A Doll’s House was written and presented to the public in 1879. It was a time when women had few rights. Ibsen used it as the central theme for his play, which was met with some criticism. However, we can’t ignore that the social issues he highlights weren’t relative back then. Moreover, they still are.
Ibsen’s play was created during the Victorian age. It means that strict social codes and laws dictated how people should live. Reputation and status were more important than anything else. The author successfully points it out by introducing Torvald’s character. Moreover, women’s rights were so restricted that they were barely considered as individuals. Some women got to keep their income only at the cost of avoiding marriage. Others could only find financial security with their husbands. One way or another, only men could deal with money freely. Ibsen shows in on the example of Nora. Her actions of secretly taking a loan and faking her father’s signature are illegal.

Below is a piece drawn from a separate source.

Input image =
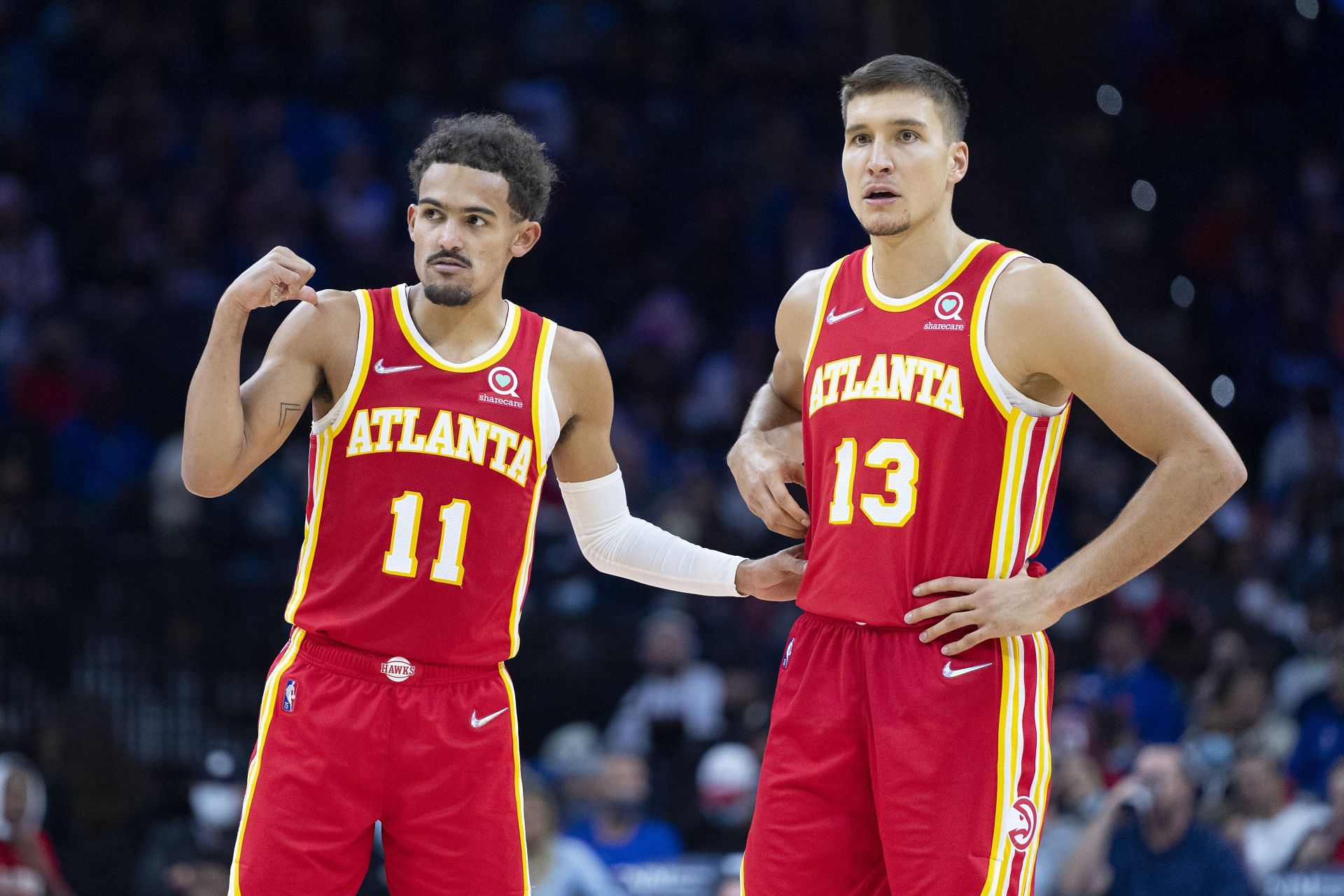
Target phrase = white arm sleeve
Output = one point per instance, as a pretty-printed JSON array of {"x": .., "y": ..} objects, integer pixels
[{"x": 622, "y": 545}]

Not only that, but women were not seen as wholesome persons with their own opinion. According to socially acceptable norms, all women were supposed to be obedient and clueless housewives. Husband would never consult with his wife and take her advice seriously. Ibsen’s representation of the Helmer family follows all those ridiculous rules. Even though nowadays women have much more freedom, there are still some efforts to make to achieve total equality. There are a lot of places when men don’t take women seriously. Besides, it’s no surprise that people still get married for mutual benefit, just like Mrs. Linde and Krogstad do. Therefore, we can claim that A Doll’s House is still as relevant as it was.